Als Warnzeichen für eine Sinusvenen-Thrombose gelten Kopfschmerzen. Diese können allerdings auch als harmlose Impfreaktion in den ersten drei Tagen nach der Impfung auftreten. Wenn allerdings ab Tag 4 bis zu zwei Wochen nach der Impfung anhaltende Kopfschmerzen auffallen oder punktförmige Hautblutungen (als Warnzeichen für einen Mangel an Blutplättchen), ist ein Arztbesuch sinnvoll, rät das PEI. Ärztïnnen können solche Thrombosen behandeln, wenn die Gegenmaßnahmen rechtzeitig beginnen.
Was wir bisher noch nicht wissen
Unklar ist, ob die Impfung tatsächlich in sehr seltenen Fällen eine Sinusvenen-Thrombose auslöst oder ob die Fälle nur zufällig zeitlich gleichzeitig auftraten. Dazu werten die Zulassungsbehörden derzeit weitere Dokumente aus, etwa ob bei den Betroffenen bestimmte Risikofaktoren vorlagen, um abzuschätzen, wie wahrscheinlich ein ursächlicher Zusammenhang ist.
In Großbritannien, wo bereits mehr als elf Millionen Menschen mit dem Impfstoff von AstraZeneca geimpft wurden, wurden bis Ende Februar drei Fälle einer Sinusvenen-Thrombose gemeldet.
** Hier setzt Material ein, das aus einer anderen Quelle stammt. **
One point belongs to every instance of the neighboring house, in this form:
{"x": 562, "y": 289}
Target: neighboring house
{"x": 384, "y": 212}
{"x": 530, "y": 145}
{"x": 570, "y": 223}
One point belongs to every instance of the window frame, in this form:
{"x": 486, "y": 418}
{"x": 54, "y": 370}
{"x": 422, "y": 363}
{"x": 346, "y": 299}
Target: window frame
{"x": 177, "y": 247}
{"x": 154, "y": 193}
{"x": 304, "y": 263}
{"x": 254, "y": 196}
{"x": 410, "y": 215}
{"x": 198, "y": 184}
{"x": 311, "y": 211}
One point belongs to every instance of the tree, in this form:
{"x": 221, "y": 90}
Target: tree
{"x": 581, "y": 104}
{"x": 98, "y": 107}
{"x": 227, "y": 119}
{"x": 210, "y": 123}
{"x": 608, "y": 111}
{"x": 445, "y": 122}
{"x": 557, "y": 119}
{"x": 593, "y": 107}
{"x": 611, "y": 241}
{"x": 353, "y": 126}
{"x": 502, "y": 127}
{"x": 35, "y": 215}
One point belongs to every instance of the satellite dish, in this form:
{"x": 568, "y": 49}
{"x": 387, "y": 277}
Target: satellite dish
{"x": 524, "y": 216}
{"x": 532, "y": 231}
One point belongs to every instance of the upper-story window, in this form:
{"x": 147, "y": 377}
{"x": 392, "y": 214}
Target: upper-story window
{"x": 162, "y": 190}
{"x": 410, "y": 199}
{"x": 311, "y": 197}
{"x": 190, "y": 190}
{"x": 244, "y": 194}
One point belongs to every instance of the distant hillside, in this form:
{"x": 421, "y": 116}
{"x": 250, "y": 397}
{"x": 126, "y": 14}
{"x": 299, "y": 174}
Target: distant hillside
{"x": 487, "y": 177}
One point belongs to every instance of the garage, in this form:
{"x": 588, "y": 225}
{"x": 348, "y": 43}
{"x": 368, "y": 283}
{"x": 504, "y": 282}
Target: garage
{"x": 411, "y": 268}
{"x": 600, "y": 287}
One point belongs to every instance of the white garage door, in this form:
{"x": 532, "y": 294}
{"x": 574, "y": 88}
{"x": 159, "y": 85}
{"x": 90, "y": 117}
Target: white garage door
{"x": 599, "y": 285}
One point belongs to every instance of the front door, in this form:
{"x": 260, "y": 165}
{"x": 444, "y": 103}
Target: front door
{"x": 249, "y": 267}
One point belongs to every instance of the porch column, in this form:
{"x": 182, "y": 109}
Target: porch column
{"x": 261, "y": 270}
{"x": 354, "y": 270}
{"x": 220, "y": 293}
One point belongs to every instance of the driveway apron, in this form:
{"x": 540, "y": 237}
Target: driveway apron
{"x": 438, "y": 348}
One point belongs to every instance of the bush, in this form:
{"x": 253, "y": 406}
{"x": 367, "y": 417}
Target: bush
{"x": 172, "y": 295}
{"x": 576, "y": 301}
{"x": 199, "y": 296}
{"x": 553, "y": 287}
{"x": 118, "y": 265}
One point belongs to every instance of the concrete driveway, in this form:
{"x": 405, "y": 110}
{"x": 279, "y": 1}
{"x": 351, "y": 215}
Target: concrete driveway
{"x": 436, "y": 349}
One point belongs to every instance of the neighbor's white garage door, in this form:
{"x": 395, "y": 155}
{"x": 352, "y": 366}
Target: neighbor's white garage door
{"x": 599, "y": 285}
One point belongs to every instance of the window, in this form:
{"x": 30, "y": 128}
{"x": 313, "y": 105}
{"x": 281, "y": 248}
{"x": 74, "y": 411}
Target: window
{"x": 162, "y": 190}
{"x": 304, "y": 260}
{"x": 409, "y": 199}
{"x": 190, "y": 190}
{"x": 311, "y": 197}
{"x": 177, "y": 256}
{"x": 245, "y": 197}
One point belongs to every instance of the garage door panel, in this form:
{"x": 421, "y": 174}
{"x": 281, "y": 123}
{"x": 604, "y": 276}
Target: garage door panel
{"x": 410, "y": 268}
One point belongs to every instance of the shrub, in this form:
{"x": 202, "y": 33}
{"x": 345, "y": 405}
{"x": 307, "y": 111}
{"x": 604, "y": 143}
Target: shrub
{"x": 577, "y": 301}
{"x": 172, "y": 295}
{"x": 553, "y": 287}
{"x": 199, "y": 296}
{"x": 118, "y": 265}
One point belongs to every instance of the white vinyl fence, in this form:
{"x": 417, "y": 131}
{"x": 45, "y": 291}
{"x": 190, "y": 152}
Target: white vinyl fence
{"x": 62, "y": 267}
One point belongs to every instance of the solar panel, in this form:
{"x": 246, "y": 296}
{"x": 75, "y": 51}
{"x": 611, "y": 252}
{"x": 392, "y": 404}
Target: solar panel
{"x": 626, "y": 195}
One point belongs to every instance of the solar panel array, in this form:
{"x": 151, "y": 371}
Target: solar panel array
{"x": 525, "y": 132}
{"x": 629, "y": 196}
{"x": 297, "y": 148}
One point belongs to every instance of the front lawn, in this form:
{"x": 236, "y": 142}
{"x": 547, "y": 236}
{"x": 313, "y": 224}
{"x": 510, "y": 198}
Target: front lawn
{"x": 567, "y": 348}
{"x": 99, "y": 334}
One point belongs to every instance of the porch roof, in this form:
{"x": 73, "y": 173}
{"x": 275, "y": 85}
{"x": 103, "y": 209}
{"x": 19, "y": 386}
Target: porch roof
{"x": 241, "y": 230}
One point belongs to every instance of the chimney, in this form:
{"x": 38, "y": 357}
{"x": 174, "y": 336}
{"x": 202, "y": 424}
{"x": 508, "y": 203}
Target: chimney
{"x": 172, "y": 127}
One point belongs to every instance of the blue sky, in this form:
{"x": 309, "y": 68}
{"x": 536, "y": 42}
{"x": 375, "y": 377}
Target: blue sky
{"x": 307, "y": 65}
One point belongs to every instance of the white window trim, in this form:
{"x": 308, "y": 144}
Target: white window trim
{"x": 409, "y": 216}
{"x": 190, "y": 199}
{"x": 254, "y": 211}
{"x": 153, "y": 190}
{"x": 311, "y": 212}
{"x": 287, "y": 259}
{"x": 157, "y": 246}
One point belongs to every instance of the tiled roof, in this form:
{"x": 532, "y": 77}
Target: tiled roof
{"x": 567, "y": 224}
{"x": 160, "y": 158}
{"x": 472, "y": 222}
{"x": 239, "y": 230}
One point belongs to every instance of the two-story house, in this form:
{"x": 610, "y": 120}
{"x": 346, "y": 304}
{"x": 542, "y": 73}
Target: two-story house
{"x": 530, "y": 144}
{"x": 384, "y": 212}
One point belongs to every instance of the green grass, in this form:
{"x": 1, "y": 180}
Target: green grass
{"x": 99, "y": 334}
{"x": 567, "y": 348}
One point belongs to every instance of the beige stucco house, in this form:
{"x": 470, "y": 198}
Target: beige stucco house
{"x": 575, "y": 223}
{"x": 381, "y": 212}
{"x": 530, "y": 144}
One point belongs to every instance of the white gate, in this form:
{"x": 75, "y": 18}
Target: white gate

Warum die Zahl der Verdachtsmeldungen in Deutschland höher liegt, ist bislang ebenfalls noch offen.
Verdachtsmeldungen bedeuten nicht automatisch, dass ein ursächlicher Zusammenhang besteht. Ebenso wenig lassen sich daraus Häufigkeiten verlässlich abschätzen, weil nicht alle möglichen Nebenwirkungen gemeldet werden (under-reporting) oder umgekehrt etwa durch mediale Berichterstattung die Aufmerksamkeit für bestimmte Beschwerden zu vermehrten Meldungen führen kann (over-reporting).
Wie es jetzt weitergeht
Update: Expertïnnen der EU-Arzneimittelagentur stufen den Corona-Impfstoff von AstraZeneca nach einer Prüfung von Daten aus mehreren EU-Ländern weiter als sicher ein. Die EMA befürwortet es, den Impfstoff weiten Teilen der Bevölkerung zu verabreichen. Am 19.3. empfahl auch die STIKO, AstraZeneca weiterhin einzusetzen.